Integrity of Managers

Managers of a DAO must have integrity and accountability.

In configuring the plug-and-play units, all decisions made by the Board are transparent to the entire DAO, especially with regard to the qualification, integrity, and compliance requirement (if needed) of the Managers appointed to the various Committees.

It’s up to the organization to decide what level, or type, of verifications to be imposed on the Managers, and this can be seen clearly in the following example:

A DAO’s Treasury is responsible for safekeeping the raised capital, meta token allocations, and operational revenues, with the appointed Treasury Managers in charge of setting up payment schedules, signing them off, auditing, etc. These managers are unlikely to be required by regulations, but they may be required to possess certain qualities required by the institutional investors to detect “rug-pulls” and misappropriation.

Meanwhile, the same DAO’s Investment Committee is in charge of managing numerous different investment funds with separately appointed Investment Managers. These managers are very likely to be required to hold particular licenses to be regulatorily compliant.

The concept of plug-and-play applies conveniently here, again.

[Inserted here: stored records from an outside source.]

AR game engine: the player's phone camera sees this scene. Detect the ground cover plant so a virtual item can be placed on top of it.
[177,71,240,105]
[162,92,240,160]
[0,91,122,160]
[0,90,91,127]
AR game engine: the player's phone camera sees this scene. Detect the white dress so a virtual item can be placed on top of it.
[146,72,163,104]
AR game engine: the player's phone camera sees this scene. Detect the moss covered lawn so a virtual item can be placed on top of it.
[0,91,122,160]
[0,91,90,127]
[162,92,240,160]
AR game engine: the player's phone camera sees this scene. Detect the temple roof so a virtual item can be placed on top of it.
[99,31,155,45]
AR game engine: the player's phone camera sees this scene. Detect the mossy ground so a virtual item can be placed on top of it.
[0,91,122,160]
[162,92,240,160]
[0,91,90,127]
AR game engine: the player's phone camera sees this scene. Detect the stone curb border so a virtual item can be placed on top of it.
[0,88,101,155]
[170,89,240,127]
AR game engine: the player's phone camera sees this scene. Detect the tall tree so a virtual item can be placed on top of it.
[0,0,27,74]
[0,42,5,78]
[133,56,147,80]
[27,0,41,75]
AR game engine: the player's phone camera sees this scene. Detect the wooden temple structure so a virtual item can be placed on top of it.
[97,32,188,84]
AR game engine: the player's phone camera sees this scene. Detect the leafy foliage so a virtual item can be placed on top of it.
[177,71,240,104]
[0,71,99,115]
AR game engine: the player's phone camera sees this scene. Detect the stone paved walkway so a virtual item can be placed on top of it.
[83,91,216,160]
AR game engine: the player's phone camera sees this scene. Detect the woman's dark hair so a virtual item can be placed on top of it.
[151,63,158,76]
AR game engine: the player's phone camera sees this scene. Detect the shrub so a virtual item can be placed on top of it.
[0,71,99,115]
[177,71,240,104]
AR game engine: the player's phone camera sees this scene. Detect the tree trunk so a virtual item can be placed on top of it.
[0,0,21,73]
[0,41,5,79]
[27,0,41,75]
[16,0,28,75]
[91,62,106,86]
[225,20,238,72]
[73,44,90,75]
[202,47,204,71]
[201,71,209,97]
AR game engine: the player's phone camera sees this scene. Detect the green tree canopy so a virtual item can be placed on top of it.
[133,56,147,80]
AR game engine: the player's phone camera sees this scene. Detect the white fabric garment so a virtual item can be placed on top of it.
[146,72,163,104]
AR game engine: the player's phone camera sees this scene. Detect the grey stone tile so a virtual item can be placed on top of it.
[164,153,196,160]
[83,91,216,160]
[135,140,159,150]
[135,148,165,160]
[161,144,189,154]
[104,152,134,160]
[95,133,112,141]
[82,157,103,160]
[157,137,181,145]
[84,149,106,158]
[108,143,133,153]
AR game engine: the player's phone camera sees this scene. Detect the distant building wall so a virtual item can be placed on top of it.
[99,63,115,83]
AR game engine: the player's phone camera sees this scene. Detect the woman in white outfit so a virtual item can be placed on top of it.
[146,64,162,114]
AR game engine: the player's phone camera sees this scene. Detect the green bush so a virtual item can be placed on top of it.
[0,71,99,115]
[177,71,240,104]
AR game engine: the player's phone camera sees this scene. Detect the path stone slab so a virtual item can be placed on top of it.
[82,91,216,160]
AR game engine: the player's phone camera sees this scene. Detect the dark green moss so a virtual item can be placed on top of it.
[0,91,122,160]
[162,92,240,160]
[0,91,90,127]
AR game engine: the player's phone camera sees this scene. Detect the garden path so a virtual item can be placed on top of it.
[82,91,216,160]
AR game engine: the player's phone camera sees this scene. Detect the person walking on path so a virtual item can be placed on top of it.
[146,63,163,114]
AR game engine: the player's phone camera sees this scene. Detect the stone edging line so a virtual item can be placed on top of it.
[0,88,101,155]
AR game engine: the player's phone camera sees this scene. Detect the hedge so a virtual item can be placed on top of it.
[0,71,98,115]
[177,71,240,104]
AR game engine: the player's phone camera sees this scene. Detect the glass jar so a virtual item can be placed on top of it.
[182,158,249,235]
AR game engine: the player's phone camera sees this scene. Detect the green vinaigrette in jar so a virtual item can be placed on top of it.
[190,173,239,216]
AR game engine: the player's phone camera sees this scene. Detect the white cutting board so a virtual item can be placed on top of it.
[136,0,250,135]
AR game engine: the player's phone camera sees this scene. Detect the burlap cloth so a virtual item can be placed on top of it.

The Governance Module provides the necessary tooling for the need of such flexibility of configuration, and it does not reinvent the wheel. At least three levels of verification are supported, with different degrees of strictness.

  • Social media account. This is the bare minimum of verification imposed on any Manager to make sure that a social identity is known to a community that communicates on certain social media platforms such as a Twitter or Discord account. This facility is provided by the INK Governance Module.

  • Biometric identity. This level of verification not only can be imposed on a Manager role but also can be usefully applied to the entire community of the DAO. The idea is to assure the integrity of one-person-one-wallet, or to give the DAO a convenient way of implementing what a Web2 system considers as a user login. No violation of privacy, as well as the implementation in decentralization, must be assured with this method.

  • Legal identity. This is certainly the most strict verification, which can also be used for both the Manager roles (required license, etc.) and for members (KYC in assessment management).

The infrastructure of INK Governance Module allows for further expansion of identity verification schemes to include various Web3 DID solutions such as animated avatars, which are rapidly gaining popularity.